I look upon my time as a bestselling independent writer, whose work is published exclusively as eBooks, as serving my apprenticeship in literature while at the same time being paid as a professional through the act of receiving regular monthly royalty payments. To back up my claim, the Oxford English Dictionary clearly defines the professional as one who is engaged in a specific activity as one’s main paid occupation rather than as an amateur.
So you see gatekeepers, some of us are professionals in every sense of the word despite your contention that people like myself are nothing more than mere wannabe’s. The fact that we prefer to publish independently is our prerogative. Several of us, myself included, left your world to become Indies purely because we were not prepared to doff our metaphoric caps in your presence or be treated like low-paid minions who should know their place within your writer stables any longer.
As for getting others to attempt to belittle and humiliate us by encouraging the bitter individuals that abound on internet book sites like Goodreads, most of whom tried their hand at writing and failed miserably for varying reasons, won’t necessarily put us off either. Most of us are made of far sterner stuff…
The time is long overdue for all conventional publishing houses to wake up and smell the roses if they want to survive. By insisting on blindly continuing to spend copious amounts of money on print runs, only to have them end up as pulp after they have been remaindered by the dwindling number of book shops through low sales, over the far cheaper and fastest-growing area within literature today – the eBook, does you no favours whatsoever.

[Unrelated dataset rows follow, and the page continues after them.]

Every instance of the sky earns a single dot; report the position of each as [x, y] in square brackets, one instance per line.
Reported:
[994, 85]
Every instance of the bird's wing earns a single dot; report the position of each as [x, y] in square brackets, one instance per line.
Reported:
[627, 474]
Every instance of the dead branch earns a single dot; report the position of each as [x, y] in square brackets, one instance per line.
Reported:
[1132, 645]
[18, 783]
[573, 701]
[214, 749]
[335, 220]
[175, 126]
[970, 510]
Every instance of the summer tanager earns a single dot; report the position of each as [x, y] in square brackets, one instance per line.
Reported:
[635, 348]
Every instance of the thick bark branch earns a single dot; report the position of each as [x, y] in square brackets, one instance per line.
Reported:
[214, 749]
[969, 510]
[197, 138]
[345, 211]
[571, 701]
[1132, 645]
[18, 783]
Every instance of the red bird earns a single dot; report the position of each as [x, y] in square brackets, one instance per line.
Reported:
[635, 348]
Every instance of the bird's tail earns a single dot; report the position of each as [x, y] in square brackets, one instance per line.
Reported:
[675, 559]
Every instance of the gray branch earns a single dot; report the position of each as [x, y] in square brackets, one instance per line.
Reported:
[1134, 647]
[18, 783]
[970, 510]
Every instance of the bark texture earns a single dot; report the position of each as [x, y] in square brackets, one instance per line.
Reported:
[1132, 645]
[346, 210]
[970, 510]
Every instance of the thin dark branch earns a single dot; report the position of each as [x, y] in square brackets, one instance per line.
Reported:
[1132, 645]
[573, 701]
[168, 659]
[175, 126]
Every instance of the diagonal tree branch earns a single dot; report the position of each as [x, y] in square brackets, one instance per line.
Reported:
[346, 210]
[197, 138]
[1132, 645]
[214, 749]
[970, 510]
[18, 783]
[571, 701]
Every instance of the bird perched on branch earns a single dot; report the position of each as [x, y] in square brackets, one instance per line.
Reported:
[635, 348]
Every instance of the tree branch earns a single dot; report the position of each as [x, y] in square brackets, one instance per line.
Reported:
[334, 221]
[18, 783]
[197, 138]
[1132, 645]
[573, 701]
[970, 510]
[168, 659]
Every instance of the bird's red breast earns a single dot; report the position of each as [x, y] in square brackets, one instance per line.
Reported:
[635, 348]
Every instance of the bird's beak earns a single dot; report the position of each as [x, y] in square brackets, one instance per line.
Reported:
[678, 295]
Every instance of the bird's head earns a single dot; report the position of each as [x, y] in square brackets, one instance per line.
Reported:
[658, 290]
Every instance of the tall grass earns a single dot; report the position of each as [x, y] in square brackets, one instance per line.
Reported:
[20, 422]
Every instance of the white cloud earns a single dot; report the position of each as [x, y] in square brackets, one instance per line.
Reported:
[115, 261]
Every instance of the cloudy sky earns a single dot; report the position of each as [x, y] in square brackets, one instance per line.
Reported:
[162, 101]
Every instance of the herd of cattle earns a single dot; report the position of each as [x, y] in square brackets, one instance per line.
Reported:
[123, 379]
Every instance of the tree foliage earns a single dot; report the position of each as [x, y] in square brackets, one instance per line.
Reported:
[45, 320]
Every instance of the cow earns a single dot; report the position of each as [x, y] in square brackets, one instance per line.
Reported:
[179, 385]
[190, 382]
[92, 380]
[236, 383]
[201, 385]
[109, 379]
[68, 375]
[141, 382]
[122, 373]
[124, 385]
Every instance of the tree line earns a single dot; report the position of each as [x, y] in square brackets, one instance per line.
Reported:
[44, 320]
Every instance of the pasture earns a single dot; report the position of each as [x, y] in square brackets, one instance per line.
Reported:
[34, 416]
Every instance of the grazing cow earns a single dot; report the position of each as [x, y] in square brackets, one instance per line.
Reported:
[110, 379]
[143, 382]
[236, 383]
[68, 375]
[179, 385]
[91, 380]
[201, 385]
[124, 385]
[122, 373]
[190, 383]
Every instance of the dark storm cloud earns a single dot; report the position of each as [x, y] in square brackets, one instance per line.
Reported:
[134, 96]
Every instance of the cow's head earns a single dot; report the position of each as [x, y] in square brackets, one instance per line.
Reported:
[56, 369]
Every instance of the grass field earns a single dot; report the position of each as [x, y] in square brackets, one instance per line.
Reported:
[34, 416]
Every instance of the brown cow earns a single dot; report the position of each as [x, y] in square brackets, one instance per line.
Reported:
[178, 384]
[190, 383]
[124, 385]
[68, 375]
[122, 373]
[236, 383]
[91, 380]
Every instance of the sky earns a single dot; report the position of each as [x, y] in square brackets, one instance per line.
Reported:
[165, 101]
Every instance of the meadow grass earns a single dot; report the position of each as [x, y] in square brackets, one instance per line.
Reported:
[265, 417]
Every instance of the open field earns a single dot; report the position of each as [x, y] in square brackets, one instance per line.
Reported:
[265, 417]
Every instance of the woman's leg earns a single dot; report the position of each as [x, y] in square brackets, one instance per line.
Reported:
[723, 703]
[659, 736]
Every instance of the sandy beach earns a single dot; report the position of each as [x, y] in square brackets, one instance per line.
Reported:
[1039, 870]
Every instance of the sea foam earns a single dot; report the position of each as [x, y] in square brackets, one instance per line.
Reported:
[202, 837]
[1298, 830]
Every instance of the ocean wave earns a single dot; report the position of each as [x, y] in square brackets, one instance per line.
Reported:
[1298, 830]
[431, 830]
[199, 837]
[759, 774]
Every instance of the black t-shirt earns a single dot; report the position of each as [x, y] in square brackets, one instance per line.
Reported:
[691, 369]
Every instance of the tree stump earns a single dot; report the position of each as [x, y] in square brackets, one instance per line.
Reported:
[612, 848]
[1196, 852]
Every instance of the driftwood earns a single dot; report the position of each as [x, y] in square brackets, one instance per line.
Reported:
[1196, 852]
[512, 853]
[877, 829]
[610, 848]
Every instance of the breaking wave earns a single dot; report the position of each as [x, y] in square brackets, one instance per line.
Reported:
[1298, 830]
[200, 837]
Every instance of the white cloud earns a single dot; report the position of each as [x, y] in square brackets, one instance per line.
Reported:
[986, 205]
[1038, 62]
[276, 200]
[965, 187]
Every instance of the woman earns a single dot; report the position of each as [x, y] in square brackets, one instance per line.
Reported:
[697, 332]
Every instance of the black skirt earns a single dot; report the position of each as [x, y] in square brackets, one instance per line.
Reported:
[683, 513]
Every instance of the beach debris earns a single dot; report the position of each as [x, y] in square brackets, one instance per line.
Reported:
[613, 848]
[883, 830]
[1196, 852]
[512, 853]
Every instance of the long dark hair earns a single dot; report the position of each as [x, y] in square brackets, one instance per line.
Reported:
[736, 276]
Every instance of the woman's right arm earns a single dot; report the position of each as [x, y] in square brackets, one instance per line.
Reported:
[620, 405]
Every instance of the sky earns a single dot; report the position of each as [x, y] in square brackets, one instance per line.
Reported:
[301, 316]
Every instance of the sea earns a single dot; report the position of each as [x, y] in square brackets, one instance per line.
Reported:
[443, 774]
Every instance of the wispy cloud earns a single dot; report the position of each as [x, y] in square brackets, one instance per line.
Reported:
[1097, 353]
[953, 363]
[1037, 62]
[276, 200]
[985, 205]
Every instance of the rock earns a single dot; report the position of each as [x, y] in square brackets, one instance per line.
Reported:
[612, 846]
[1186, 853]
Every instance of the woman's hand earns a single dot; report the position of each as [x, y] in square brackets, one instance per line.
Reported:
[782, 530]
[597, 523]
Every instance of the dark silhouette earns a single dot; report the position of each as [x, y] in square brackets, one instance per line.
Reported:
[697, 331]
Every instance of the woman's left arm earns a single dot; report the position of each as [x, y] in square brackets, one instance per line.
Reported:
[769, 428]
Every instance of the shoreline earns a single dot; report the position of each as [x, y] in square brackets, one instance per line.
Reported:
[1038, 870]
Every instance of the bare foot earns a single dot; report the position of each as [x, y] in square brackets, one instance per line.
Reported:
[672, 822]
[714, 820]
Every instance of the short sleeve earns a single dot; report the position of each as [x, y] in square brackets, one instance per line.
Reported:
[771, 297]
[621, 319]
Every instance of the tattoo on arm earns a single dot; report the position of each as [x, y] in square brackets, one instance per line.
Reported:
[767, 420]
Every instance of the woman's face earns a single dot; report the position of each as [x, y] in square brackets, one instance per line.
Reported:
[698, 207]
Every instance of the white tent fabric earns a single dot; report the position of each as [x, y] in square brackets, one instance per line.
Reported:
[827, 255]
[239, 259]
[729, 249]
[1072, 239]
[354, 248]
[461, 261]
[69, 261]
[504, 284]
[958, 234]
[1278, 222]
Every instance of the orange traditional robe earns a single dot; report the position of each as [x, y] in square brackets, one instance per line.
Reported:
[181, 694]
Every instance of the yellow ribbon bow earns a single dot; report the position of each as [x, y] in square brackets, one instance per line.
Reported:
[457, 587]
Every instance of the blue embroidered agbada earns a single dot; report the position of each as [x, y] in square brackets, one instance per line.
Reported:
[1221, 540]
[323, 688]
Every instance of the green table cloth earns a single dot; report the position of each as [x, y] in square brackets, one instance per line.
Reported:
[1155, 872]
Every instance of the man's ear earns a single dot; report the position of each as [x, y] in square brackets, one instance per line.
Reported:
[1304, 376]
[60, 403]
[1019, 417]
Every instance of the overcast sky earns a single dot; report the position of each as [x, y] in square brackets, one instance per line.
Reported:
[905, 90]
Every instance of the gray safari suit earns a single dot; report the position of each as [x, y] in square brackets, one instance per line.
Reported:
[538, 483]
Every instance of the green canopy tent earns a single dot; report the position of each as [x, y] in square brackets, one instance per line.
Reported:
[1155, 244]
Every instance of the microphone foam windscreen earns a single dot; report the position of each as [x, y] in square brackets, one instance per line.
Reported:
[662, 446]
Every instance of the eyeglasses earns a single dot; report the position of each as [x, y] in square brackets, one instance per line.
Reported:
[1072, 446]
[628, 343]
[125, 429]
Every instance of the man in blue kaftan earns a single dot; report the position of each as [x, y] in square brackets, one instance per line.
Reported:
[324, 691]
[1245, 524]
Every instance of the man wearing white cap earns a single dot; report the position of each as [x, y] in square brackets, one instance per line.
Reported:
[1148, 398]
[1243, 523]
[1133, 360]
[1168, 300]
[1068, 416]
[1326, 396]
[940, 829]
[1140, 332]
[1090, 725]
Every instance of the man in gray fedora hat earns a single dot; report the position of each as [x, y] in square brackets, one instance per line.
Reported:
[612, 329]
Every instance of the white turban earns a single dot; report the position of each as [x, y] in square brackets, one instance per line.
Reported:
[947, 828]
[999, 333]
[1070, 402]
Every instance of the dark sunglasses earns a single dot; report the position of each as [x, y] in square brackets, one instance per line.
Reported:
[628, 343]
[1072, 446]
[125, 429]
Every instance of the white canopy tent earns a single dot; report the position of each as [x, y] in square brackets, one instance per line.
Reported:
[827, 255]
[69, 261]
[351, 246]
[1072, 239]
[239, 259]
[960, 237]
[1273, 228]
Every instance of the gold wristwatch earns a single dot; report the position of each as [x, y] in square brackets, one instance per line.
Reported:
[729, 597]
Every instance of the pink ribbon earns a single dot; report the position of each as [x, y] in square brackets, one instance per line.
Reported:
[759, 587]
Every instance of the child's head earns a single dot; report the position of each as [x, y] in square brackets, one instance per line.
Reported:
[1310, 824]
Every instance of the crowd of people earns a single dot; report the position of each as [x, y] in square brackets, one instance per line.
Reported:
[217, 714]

While it is true that many people still prefer to actually hold a physical book in their hands, millions of today’s readers do not. Accept the fact that the eBook is here to stay! If for no other reason, it never becomes dog-eared. It will never suffer the humiliation of its paper cousins by having the corners of its pages folded over, or have its spine broken by those individuals who fold a paperback.
The sooner you all accept that the Indie and the eBook are here to stay, the better. Instead of vilifying us and the eBook, you should be embracing both. Finally, if for no other reason than a purely financial one I would have thought that you would have adopted the eBook concept long ago, simply because the cost of producing it is negligible in comparison to a printed book …
Well said Jack. And I do think some of the publishers are listening but it’s hard to convince the “Captains” to turn a 75 year old battleship all the way around.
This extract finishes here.